Overpayments

Refunds Due to Beneficiaries by Providers

In some situations providers are responsible for refunding monies to beneficiaries that have paid for services that providers have determined to be noncovered and nonpayable by Medicare. When an ABN has been issued to a beneficiary/representative and the beneficiary/representative signs and agrees to make payment, he/she is responsible for making payment on those services. The beneficiary/representative or their supplemental insurance company will be responsible for making payment to the provider.

However, if Medicare subsequently pays all or part of the claim previously paid for by the beneficiary/representative or if we find the provider liable; the provider must refund the monies to the beneficiary in a timely manner. Providers should reference the CMS IOM Publication 100-04, Medicare Claims Processing Manual, Chapter 30, Section 50.13 (1021 KB) for additional information.

Providers should also be aware that if a claim results in a denial, the provider is required to make a refund to the beneficiary for the amounts collected for the items or services.
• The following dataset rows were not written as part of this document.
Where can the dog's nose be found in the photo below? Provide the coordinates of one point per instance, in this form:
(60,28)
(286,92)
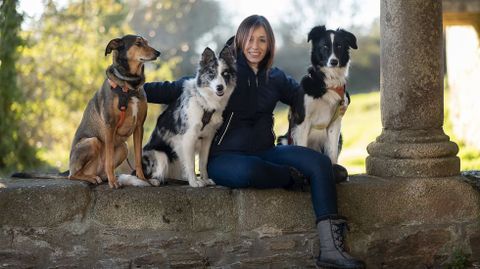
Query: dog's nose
(334,62)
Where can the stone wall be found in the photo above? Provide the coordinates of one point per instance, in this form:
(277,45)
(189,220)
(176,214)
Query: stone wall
(462,35)
(404,223)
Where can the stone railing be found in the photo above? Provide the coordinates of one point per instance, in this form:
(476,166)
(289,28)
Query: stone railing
(403,223)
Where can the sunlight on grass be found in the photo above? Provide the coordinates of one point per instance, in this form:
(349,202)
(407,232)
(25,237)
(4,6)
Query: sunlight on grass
(362,124)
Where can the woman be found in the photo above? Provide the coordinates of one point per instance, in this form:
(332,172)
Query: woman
(243,153)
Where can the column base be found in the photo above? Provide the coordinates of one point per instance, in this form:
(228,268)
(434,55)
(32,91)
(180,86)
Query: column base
(413,153)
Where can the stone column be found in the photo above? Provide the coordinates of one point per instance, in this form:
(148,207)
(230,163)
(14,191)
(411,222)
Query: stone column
(412,142)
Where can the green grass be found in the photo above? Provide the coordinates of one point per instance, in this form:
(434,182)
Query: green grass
(362,124)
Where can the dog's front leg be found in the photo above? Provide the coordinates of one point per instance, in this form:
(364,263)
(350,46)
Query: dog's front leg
(333,137)
(300,134)
(137,145)
(186,154)
(206,142)
(109,155)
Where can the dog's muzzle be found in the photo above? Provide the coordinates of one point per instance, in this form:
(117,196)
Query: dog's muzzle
(220,90)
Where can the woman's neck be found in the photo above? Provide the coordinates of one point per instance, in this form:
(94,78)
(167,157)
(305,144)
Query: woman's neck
(254,68)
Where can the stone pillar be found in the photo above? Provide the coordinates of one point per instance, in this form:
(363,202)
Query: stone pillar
(412,142)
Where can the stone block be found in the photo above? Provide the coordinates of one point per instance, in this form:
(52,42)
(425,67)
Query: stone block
(42,202)
(280,210)
(372,202)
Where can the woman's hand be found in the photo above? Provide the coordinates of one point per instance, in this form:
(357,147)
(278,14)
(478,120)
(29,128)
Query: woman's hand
(342,110)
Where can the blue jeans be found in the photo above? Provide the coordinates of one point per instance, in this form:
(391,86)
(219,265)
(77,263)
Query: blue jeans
(270,169)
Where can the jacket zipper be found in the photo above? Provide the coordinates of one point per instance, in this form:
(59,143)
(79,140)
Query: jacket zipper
(226,128)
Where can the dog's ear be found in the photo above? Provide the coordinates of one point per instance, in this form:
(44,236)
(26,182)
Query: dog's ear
(207,56)
(351,39)
(227,55)
(316,32)
(114,44)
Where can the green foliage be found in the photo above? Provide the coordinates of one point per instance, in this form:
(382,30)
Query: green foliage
(62,64)
(16,151)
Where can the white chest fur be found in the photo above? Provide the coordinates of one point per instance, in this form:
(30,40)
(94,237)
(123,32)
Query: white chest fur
(134,108)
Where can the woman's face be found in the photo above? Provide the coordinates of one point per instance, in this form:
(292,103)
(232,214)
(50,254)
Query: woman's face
(256,48)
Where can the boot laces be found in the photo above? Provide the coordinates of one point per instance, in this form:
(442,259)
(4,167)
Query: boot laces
(339,229)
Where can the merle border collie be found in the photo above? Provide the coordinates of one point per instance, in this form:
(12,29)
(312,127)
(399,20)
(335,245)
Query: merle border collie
(315,122)
(187,126)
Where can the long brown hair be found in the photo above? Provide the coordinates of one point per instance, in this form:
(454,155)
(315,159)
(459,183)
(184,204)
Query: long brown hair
(245,31)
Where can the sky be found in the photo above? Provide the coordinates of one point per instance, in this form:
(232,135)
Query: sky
(239,9)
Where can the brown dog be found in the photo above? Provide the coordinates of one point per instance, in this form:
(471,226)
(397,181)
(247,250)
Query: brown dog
(117,111)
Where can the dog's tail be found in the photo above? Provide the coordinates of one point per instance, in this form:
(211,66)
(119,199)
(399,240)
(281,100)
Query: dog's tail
(34,175)
(131,180)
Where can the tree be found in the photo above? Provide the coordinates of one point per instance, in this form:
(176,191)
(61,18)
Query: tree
(15,150)
(63,64)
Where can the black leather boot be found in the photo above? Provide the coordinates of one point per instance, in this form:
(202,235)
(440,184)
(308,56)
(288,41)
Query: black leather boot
(332,253)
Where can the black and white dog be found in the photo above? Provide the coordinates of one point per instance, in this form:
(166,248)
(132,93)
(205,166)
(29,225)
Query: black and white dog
(188,125)
(316,121)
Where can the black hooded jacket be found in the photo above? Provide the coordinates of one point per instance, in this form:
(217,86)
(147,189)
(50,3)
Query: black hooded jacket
(248,118)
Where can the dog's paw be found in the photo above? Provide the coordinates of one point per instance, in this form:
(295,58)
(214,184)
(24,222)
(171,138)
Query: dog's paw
(156,182)
(197,183)
(129,180)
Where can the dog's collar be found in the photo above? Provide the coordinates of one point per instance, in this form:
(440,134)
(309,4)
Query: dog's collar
(122,77)
(340,90)
(124,95)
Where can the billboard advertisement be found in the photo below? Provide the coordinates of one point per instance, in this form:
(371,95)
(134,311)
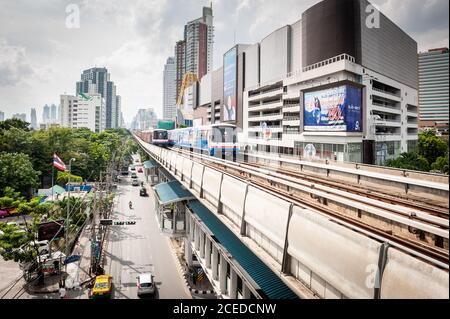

The provider should make this refund in a timely manner even if they are appealing the claim(s). Refunds are considered prompt/timely when made within 30 days of the Medicare denial OR within 15 days after a determination on an appeal if an appeal is made. There is language in the redetermination letter and at the Qualified Independent Contractor (QIC) level to make the beneficiary aware that they should be expecting a refund from the provider. Providers should reference CMS IOM Publication 100-04, Medicare Claims Processing Manual, Chapter 29, Sections 310.5.B and 320.9 (605 KB) for additional information.